Le 19 février, à Hanau en Allemagne, un homme de 43 ans se réclamant de l’extrême droite, a ouvert le feu dans des bars à chicha tuant neuf personnes essentiellement issues de l’immigration. Le suspect qui s’est ensuite donné la mort (avec sa mère) a laissé un manifeste et une vidéo qui, d’après le spécialiste du terrorisme au King’s College de Londres, Peter Neumann, ne laissaient place à aucun doute sur les motivations racistes et xénophobes du tueur. Il appelle notamment à « anéantir » la population d’au moins 24 pays, parmi lesquelles celles du Maghreb, du Moyen-Orient, d’Israël ou encore d’Asie du Sud, avançant des thèses racialistes.
Ces dernières années, dans toutes les démocraties européennes, on a vu se développer des thèses extrémistes et racistes.

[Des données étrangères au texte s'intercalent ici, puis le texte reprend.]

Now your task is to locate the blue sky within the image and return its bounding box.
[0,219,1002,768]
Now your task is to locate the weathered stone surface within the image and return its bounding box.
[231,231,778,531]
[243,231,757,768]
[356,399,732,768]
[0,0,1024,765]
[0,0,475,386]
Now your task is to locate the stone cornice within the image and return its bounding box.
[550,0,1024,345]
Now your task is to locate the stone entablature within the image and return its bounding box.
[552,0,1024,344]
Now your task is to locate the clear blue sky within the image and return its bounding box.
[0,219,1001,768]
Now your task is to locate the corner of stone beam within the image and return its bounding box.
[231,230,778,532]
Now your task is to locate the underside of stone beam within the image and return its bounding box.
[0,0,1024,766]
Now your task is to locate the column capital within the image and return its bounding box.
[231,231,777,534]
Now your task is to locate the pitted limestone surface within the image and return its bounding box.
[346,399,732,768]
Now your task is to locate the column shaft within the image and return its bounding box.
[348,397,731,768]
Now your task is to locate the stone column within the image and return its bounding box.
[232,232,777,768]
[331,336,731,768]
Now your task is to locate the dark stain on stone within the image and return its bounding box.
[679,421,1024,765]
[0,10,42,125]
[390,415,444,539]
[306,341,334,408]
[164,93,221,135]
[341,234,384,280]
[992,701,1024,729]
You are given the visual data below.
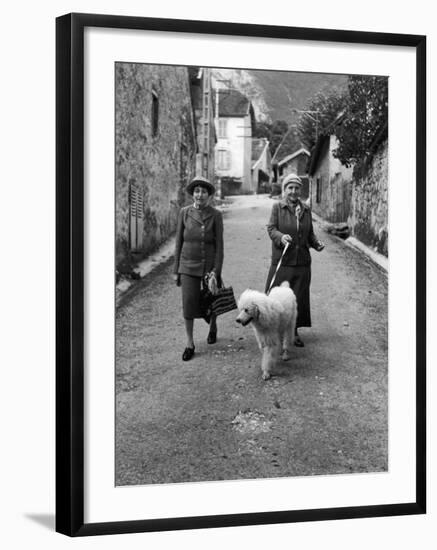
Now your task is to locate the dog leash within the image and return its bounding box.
[267,242,290,294]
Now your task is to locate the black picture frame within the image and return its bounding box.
[56,13,426,536]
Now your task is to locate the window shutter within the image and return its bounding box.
[129,183,144,250]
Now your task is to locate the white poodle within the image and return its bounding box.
[236,281,297,380]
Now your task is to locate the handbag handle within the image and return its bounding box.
[267,242,290,294]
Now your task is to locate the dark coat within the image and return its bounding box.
[174,205,223,277]
[267,200,323,266]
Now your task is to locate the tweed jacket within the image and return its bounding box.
[267,199,323,266]
[174,205,223,277]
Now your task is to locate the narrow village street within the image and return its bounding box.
[116,195,388,485]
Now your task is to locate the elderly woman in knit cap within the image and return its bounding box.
[266,174,325,347]
[174,176,223,361]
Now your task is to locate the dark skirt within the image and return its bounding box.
[180,273,203,319]
[266,265,311,328]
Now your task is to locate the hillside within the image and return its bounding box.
[213,69,347,122]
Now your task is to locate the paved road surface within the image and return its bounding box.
[116,196,388,485]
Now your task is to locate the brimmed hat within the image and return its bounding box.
[282,174,302,192]
[185,176,215,195]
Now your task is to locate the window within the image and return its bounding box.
[219,118,228,138]
[316,177,322,202]
[152,90,159,137]
[129,180,144,251]
[217,149,231,170]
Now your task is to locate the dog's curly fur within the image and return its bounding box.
[236,281,297,380]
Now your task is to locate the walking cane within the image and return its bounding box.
[267,242,290,294]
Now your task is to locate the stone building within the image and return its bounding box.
[308,135,353,223]
[115,63,215,267]
[215,89,256,195]
[251,138,272,193]
[348,140,388,256]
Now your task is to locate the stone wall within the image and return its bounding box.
[348,141,388,256]
[115,63,197,266]
[312,136,352,223]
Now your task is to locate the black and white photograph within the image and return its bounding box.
[114,61,386,487]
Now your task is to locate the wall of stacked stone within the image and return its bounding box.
[115,63,197,265]
[348,141,388,256]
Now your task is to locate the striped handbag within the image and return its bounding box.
[203,272,237,316]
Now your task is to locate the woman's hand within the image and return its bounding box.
[281,235,293,246]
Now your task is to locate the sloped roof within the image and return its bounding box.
[252,138,267,160]
[278,147,311,166]
[219,89,251,117]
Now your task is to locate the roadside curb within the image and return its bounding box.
[312,212,388,275]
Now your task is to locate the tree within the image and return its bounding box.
[297,89,347,150]
[253,120,301,159]
[334,76,388,167]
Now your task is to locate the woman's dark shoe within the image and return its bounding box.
[182,346,194,361]
[294,334,305,348]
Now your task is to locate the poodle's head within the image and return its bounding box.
[235,289,259,327]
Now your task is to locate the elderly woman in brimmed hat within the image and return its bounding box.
[266,174,325,347]
[174,176,223,361]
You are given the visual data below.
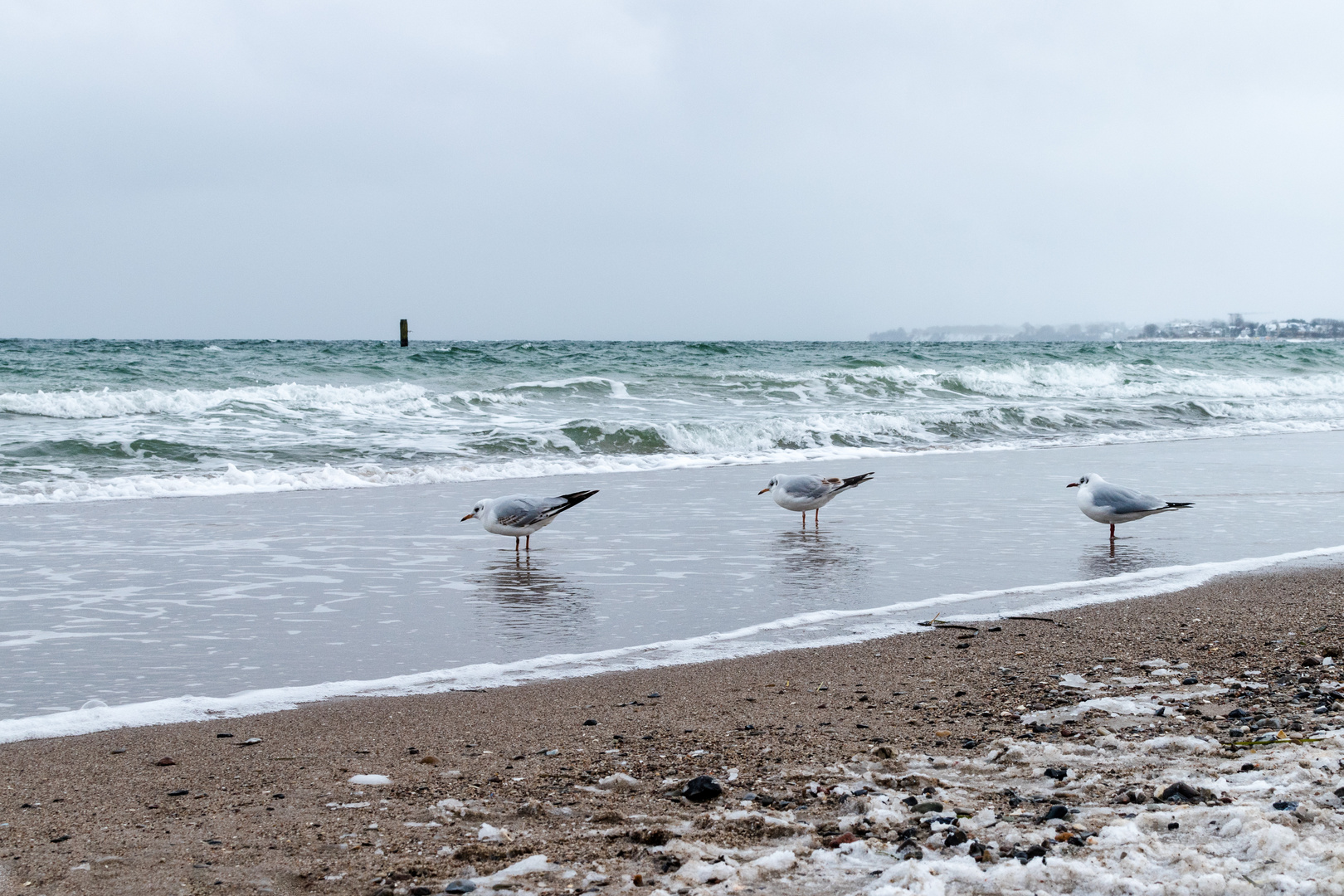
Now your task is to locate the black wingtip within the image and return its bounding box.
[561,489,598,509]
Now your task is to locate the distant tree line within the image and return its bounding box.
[869,314,1344,343]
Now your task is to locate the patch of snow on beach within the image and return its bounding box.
[615,701,1344,896]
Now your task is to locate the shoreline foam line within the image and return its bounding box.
[0,545,1344,743]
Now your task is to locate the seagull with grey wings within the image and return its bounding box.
[462,489,597,551]
[1064,473,1195,542]
[757,473,874,523]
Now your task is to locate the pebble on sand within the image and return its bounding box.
[681,775,723,803]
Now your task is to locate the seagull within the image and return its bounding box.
[462,489,597,551]
[757,473,874,523]
[1064,473,1195,542]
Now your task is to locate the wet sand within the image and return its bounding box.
[7,568,1344,896]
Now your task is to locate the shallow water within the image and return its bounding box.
[7,431,1344,718]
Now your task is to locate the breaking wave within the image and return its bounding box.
[0,343,1344,504]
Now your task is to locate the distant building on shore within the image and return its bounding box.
[869,314,1344,343]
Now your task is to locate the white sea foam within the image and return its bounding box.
[0,545,1344,743]
[7,345,1344,504]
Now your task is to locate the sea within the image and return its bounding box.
[0,340,1344,740]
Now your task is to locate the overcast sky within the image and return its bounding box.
[0,0,1344,338]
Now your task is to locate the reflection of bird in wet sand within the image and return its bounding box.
[1064,473,1195,540]
[757,473,874,523]
[462,489,597,551]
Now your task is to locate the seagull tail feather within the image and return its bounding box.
[840,473,876,489]
[555,489,598,514]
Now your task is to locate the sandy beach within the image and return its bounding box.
[0,568,1344,894]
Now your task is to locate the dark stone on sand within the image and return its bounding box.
[1158,781,1200,803]
[1013,844,1045,865]
[681,775,723,803]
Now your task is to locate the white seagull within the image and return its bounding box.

Mais, c’est en Allemagne qu’elles ont pris la forme la plus violente et ce, même si, d’après les renseignements fédéraux allemands, le nombre de militants d’extrême droite a diminué entre 1990 et 2020. En revanche le nombre de militants considérés comme violents a été multiplié par neuf, passant de 1400 en 1990 à 12700 aujourd’hui…Certains même, selon Nele Katharina Wissman, chercheure associée à l’IFRI, “sont prêts à mener des actions comme des attentats.”
Résultats surprenants pour un pays dont on aurait pu croire que grâce au travail mémoriel qu’il a fait sur le nazisme, serait à l’abri d’une récidive de dérives extrémistes.

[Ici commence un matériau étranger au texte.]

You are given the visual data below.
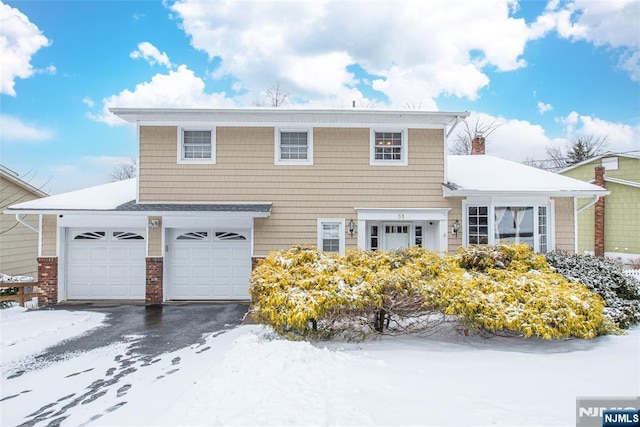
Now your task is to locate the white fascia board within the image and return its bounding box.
[444,187,611,198]
[3,209,271,218]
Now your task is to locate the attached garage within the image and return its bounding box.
[66,228,146,300]
[165,227,251,300]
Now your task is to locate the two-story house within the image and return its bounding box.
[3,108,606,304]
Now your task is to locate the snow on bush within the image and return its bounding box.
[249,245,606,339]
[545,252,640,328]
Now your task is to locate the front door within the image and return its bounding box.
[382,222,411,251]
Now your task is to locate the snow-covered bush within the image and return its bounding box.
[249,245,606,339]
[545,251,640,328]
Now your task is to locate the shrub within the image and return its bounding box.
[250,245,606,339]
[545,251,640,328]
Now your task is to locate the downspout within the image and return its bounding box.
[573,196,600,254]
[16,214,40,233]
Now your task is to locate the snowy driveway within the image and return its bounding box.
[0,303,248,426]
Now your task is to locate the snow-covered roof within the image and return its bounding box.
[5,178,271,216]
[7,178,137,213]
[0,165,47,197]
[110,108,469,127]
[444,155,609,197]
[558,150,640,173]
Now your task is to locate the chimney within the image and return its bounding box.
[593,166,606,258]
[471,135,484,156]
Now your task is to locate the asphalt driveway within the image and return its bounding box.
[26,302,249,368]
[0,303,249,427]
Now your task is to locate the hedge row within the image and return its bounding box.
[250,244,611,339]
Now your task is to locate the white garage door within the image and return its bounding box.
[66,228,146,299]
[166,229,251,300]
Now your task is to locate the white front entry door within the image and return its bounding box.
[382,223,411,251]
[166,228,251,300]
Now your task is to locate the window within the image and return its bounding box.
[318,218,345,254]
[466,204,551,253]
[275,129,313,165]
[178,129,215,163]
[370,130,407,166]
[467,206,489,245]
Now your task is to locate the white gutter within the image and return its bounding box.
[16,214,40,233]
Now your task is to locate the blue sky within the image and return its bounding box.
[0,0,640,194]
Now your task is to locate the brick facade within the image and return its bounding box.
[145,257,164,305]
[38,257,58,307]
[251,256,264,271]
[471,135,485,156]
[593,166,606,257]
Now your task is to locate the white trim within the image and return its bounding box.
[369,127,409,166]
[354,208,451,222]
[317,218,346,255]
[176,126,216,165]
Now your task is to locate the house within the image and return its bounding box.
[559,151,640,261]
[7,108,607,304]
[0,165,47,277]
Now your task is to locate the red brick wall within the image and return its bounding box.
[593,166,605,257]
[38,257,58,307]
[145,258,164,305]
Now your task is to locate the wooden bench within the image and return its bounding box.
[0,282,44,307]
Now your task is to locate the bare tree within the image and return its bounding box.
[253,82,289,108]
[524,135,608,171]
[109,158,138,181]
[449,118,502,156]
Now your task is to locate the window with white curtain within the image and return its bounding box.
[465,204,552,253]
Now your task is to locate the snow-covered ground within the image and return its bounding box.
[0,308,640,426]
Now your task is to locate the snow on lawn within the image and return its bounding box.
[0,311,640,426]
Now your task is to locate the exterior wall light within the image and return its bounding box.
[451,219,460,237]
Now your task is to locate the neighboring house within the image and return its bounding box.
[0,165,47,277]
[8,108,607,304]
[560,151,640,261]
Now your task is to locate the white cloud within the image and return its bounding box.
[129,42,171,68]
[530,0,640,81]
[558,111,640,153]
[538,101,553,114]
[0,114,53,143]
[169,0,529,107]
[82,96,96,108]
[0,2,49,96]
[87,65,236,125]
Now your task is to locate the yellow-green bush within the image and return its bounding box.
[250,245,605,339]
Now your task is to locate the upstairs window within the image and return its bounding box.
[370,130,407,166]
[275,129,313,165]
[179,129,215,163]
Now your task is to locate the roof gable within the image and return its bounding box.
[445,155,608,197]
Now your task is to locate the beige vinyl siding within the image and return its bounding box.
[553,197,575,253]
[42,215,58,257]
[139,126,447,256]
[147,216,162,257]
[0,178,39,278]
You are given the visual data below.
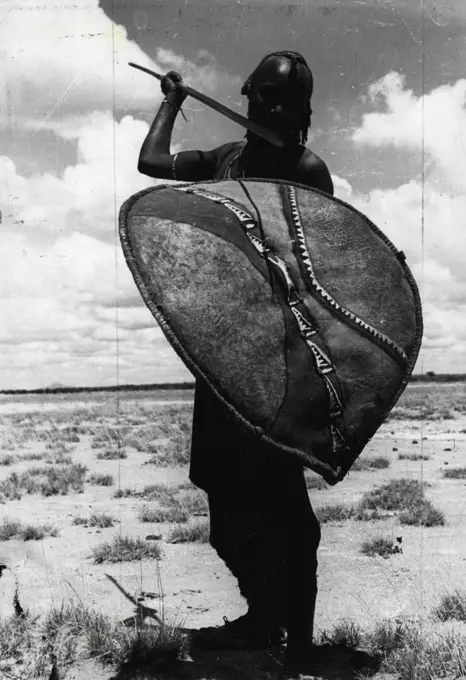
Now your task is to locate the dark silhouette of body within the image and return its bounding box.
[138,52,333,674]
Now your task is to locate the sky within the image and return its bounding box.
[0,0,466,390]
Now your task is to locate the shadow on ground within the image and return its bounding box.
[109,645,380,680]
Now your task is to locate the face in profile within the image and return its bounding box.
[244,57,312,141]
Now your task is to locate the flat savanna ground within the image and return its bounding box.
[0,383,466,680]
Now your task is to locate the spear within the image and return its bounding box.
[129,61,287,148]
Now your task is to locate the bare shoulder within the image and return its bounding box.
[296,149,333,196]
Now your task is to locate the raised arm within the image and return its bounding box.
[296,149,333,196]
[138,71,217,182]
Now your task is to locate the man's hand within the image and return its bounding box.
[160,71,187,109]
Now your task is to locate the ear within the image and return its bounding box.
[241,79,251,97]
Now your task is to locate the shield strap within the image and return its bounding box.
[175,180,349,456]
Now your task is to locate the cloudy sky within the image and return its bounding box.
[0,0,466,389]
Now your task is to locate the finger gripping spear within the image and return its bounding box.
[129,61,287,148]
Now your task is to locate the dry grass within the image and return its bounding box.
[92,535,161,564]
[443,468,466,479]
[398,453,430,460]
[304,474,328,491]
[86,475,115,486]
[399,499,445,527]
[351,456,390,472]
[138,504,189,524]
[360,478,425,511]
[73,512,116,529]
[360,535,401,559]
[318,619,466,680]
[96,448,128,460]
[432,590,466,622]
[0,453,18,466]
[0,518,59,541]
[0,463,87,500]
[168,521,210,543]
[113,484,182,503]
[316,503,354,524]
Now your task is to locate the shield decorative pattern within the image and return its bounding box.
[120,179,422,484]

Hélas, il n’en est rien et on a l’impression d’assister ici à un tragique “retour du refoulé”.
L’extrémisme de droite en Allemagne est constant dans l’histoire de l’après-guerre du pays, mais il semble, jusqu’à cet attentat, avoir été minimisé au prétexte de sa maîtrise particulière du passé, sous-estimant que ce pays a été à un point majeur le berceau de l’extrémisme de droite.
Il aura fallu attendre ces meurtres pour que les Allemands prennent conscience de la réalité de la menace.
Cependant alors que dans le passé proche l’on pouvait “facilement” repérer les militants d’extrême droite, aujourd’hui c’est devenu plus difficile car ces militants n’adoptent plus les codes néonazis des skinheads, ni les blousons de cuir et Doc Martens des années 1990. Habillés comme leurs contemporains, ils peuvent vivre dans des colocations difficiles à observer. Ils sont plus volontiers dans des “groupes d’amitié” (Kameradschaften) que la loi ne peut interdire.
« Cette augmentation des violences perpétrées par l’extrême droite s’explique en partie par le climat social », estime Nele Katharina Wissmann, qui ajoute qu’une “partie de la population a estimé, ouvertement, qu’il y avait trop de migrants et de musulmans en Allemagne”.
Ce discours xénophobe est largement porté par l’AfD très présente au Bundestag [le Parlement national] et dans les différents Länder, et vers qui se tournent aujourd’hui les regards. Le parti est accusé d’avoir créé en Allemagne un climat propice aux violences racistes avec son discours xénophobe décomplexé. Selon un sondage commandité par l’hebdomadaire Bild am Sonntag, 60 % des Allemands estiment que l’AfD a une responsabilité dans les attentats de Hanau.
Pour répondre à cette menace terroriste, les autorités allemandes ont mis en place de nombreuses mesures et envisagent même d’utiliser des procédés semblables à ceux qui existent pour lutter contre le terrorisme islamiste.
Si ces mesures sont nécessaires, elles ne produiront d’effet que dans quelques années. Ce qui semble le plus urgent et primordial est la lutte contre les discours xénophobes et racistes.
Ce combat ne concerne pas seulement l’Allemagne, mais toute l’Europe où comme dirait, Angela Merkel, “le poison” du racisme et de la xénophobie ne cesse de croître et d’embellir.